Donc, pour finir, nous nous sommes efforcés de voir si cet effet provient de la cognition en examinant comment ils se comportent lorsqu’on incite les travailleurs à penser à leur situation financière au moyen d’exercices de prégnance. En d’autres termes, nous avons essayé de les amener à fixer leur attention sur leurs difficultés financières pour voir quel effet cela aurait. Pour ce faire, nous leur avons raconté l’histoire d’un fermier pauvre, qui leur ressemblait beaucoup, et leur avons posé des questions personnelles au sujet de leurs emprunts et de leurs problèmes financiers.

Théoriquement, cet exercice pouvait avoir deux effets opposés. Le fait de penser à leurs difficultés financières pouvait les inciter à travailler encore plus fort, dans l’espoir de gagner davantage d’argent. Mais si l’effet de rareté existe bel et bien, ces pensées pouvaient aussi les distraire et leur faire commettre davantage d’erreurs ou encore réduire leur rendement. Nous pensions que nous allégerions leurs problèmes financiers en leur donnant de l’argent, et que cela pourrait atténuer l’effet cognitif négatif de leur inquiétude sur leur rendement. Autrement dit, nous pensions que, lorsque nous les inciterions à s’inquiéter au sujet de leur situation financière, les travailleurs ayant reçu de l’argent auraient des pensées plus positives que ceux qui n’en avaient pas reçu.
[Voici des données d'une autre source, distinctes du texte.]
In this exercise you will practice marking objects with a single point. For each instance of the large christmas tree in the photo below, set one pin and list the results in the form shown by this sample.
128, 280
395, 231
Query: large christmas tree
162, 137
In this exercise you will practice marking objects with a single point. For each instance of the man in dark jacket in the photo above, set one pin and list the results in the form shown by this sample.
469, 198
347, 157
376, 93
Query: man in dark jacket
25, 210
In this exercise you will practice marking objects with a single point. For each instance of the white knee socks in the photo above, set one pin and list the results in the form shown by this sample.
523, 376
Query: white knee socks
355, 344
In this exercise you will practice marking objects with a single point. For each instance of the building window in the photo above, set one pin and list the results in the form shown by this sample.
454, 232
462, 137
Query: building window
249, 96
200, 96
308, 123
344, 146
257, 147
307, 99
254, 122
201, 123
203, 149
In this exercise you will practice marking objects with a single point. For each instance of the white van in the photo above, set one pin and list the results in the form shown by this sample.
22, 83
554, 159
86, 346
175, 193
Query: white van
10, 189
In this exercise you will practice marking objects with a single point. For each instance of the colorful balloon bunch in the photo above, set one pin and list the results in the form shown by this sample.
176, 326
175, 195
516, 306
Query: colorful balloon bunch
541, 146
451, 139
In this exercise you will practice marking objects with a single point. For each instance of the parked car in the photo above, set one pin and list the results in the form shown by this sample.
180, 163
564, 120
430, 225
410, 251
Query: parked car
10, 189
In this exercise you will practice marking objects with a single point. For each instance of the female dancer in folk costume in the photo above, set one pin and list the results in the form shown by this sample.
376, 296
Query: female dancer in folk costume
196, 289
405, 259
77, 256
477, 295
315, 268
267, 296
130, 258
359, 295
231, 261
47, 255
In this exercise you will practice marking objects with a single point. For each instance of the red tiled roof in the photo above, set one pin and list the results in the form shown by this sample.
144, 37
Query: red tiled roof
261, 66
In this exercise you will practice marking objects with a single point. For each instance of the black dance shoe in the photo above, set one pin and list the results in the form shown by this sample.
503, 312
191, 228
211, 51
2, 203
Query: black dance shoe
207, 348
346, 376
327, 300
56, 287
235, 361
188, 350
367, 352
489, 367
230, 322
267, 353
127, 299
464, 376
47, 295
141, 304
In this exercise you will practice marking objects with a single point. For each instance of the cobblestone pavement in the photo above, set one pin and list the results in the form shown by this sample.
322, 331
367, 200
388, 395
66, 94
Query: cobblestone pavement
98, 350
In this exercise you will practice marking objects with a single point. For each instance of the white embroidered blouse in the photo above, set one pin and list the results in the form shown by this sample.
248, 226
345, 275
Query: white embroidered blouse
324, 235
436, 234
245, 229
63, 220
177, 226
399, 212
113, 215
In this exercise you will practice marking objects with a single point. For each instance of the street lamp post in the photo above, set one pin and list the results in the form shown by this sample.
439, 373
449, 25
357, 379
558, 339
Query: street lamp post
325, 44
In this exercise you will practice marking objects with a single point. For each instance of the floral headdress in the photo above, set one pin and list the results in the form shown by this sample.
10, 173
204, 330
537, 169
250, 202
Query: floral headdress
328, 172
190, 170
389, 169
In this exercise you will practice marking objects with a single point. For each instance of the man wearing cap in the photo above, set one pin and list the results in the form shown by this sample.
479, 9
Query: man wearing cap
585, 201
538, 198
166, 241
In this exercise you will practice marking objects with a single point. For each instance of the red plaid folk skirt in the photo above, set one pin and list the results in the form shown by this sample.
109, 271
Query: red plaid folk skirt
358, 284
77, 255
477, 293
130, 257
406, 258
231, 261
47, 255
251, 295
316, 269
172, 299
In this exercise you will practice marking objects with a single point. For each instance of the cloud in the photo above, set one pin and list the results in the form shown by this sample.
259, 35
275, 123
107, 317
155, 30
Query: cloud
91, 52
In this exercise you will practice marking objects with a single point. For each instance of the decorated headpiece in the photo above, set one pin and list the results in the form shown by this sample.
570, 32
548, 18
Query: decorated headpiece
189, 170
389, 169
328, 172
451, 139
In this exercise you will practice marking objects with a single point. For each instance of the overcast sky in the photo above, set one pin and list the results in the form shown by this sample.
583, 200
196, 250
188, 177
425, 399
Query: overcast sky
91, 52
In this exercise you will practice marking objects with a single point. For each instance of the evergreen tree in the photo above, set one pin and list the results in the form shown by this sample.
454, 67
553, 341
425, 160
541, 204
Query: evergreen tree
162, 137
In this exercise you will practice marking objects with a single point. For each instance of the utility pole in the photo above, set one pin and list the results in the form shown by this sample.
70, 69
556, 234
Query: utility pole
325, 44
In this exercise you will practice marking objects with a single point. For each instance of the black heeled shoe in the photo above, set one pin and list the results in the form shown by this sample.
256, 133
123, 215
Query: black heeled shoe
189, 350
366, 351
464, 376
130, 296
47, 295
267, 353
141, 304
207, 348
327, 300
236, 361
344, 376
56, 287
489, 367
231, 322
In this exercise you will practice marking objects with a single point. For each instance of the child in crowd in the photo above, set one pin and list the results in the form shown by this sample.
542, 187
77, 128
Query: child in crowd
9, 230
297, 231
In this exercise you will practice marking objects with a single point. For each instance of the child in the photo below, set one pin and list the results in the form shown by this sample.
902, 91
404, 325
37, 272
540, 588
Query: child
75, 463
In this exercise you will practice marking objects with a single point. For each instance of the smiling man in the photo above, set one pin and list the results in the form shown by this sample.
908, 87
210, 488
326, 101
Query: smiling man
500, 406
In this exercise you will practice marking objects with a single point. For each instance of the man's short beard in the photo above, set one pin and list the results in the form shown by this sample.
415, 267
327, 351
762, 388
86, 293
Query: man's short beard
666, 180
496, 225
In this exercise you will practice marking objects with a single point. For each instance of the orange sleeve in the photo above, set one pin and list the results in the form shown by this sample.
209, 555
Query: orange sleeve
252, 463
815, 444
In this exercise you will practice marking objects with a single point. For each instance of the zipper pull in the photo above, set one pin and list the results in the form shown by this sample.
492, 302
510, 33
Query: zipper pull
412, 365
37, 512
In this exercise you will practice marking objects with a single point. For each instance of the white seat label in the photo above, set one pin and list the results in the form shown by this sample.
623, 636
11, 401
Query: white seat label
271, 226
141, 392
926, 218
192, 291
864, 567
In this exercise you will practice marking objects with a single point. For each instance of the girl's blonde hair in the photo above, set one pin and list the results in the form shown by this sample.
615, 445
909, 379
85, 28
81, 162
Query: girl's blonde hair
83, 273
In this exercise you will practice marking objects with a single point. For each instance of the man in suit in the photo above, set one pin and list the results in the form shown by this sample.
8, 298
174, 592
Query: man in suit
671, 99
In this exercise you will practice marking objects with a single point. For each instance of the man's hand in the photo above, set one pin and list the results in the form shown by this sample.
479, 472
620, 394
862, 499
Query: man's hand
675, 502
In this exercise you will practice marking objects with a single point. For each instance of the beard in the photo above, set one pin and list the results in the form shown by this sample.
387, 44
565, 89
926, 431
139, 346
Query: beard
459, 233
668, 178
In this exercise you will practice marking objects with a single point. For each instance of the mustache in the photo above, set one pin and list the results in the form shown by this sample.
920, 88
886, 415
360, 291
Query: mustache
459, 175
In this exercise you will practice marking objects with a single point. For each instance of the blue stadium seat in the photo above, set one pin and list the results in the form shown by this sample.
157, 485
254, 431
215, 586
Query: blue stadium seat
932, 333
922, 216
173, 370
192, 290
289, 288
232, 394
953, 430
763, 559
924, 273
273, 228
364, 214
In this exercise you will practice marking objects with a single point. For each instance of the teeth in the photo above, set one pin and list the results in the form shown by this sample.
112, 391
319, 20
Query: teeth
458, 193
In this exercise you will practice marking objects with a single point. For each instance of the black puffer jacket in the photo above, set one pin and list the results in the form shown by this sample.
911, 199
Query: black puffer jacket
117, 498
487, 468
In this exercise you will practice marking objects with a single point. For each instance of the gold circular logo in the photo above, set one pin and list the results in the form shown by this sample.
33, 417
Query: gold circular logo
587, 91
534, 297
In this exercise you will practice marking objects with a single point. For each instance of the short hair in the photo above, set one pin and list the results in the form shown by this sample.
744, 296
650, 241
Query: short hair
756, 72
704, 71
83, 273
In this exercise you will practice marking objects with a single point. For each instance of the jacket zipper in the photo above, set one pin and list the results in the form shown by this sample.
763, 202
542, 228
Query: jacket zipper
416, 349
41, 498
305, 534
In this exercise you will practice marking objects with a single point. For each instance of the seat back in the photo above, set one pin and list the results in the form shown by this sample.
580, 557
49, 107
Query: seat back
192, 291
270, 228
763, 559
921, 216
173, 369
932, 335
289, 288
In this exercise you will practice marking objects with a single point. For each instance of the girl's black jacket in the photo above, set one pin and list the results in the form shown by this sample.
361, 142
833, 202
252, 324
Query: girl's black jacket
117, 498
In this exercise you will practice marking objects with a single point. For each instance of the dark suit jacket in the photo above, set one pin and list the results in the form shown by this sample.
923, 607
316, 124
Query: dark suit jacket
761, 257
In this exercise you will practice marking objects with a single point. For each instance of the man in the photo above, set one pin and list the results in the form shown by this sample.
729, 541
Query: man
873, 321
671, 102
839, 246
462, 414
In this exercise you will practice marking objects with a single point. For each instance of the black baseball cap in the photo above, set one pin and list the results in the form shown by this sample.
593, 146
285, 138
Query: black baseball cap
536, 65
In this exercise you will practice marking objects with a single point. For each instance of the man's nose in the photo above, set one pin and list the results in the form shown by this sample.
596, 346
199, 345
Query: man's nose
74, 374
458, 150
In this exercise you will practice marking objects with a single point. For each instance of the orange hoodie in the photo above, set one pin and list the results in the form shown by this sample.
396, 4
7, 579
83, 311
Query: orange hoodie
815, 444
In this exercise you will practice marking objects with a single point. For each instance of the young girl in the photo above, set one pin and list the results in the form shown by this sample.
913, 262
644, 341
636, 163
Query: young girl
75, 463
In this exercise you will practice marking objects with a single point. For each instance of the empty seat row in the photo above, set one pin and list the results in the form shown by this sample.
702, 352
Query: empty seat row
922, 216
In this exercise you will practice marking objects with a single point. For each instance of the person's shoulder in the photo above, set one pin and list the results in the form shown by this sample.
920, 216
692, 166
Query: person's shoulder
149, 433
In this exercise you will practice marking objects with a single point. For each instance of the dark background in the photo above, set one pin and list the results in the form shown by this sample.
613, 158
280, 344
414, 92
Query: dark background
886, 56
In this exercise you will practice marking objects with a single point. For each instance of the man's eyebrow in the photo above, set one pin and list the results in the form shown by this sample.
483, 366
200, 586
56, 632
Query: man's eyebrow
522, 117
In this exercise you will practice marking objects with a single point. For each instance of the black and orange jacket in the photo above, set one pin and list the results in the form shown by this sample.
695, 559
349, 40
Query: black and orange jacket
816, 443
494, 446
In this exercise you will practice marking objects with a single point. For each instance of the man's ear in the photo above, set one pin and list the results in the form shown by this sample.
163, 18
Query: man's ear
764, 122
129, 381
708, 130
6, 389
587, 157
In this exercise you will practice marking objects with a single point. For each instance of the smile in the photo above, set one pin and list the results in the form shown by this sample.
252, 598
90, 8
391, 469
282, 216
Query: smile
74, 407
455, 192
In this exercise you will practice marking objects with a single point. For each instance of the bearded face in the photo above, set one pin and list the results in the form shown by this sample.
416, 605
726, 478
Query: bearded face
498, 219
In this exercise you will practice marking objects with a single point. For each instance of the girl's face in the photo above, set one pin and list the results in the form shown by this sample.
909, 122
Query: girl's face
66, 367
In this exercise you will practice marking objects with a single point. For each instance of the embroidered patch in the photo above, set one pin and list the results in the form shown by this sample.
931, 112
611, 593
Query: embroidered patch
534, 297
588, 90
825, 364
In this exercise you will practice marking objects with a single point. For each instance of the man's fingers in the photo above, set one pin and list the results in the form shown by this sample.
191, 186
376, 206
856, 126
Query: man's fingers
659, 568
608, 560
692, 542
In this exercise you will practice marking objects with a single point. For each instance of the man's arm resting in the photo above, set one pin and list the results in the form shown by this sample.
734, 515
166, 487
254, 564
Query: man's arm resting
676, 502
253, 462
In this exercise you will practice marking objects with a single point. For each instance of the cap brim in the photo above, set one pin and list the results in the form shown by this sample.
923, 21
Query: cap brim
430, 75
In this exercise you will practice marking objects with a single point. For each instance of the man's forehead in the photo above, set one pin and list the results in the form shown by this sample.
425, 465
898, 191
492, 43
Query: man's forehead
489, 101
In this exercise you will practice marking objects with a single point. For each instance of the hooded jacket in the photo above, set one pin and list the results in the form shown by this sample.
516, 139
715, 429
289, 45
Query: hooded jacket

Donc, après avoir provoqué ces discussions sur leurs finances, nous leur avons demandé ce qu’ils feraient s’ils devaient trouver une importante somme d’argent pour faire face à une situation d’urgence. Nous leur avons demandé de réfléchir à cette question tout en travaillant et de nous répondre à la fin de la journée. Nous les amenions ainsi à penser activement à des situations d’urgence.

Et nous avons constaté que, pendant qu’ils pensaient activement à des situations d’urgence possibles, leur rendement s’améliorait, même si le nombre d’erreurs augmentait. Il semble donc que l’effet de motivation ait pu dominer dans ce contexte. Toutefois, cet effet positif n’a été constaté qu’après le paiement versé au huitième jour. Autrement dit, le fait de parler de leurs problèmes financiers avec ceux qui avaient déjà reçu de l’argent les a incités à mieux travailler. Par contre, le fait de parler de leurs problèmes financiers avec ceux qui n’avaient pas reçu d’argent et qui étaient déjà inquiets au sujet de leurs finances ne les a pas rendus plus productifs. Et tandis que les résultats en matière d’erreurs d’inattention étaient nombreux et suggestifs, ils allaient dans le même sens.

Nous avons donc constaté que le fait d’atténuer les problèmes financiers des gens a un effet positif sur leur rendement. Et nous présentons ce que nous espérons être des preuves convaincantes que ce processus pourrait être d’ordre cognitif. Merci.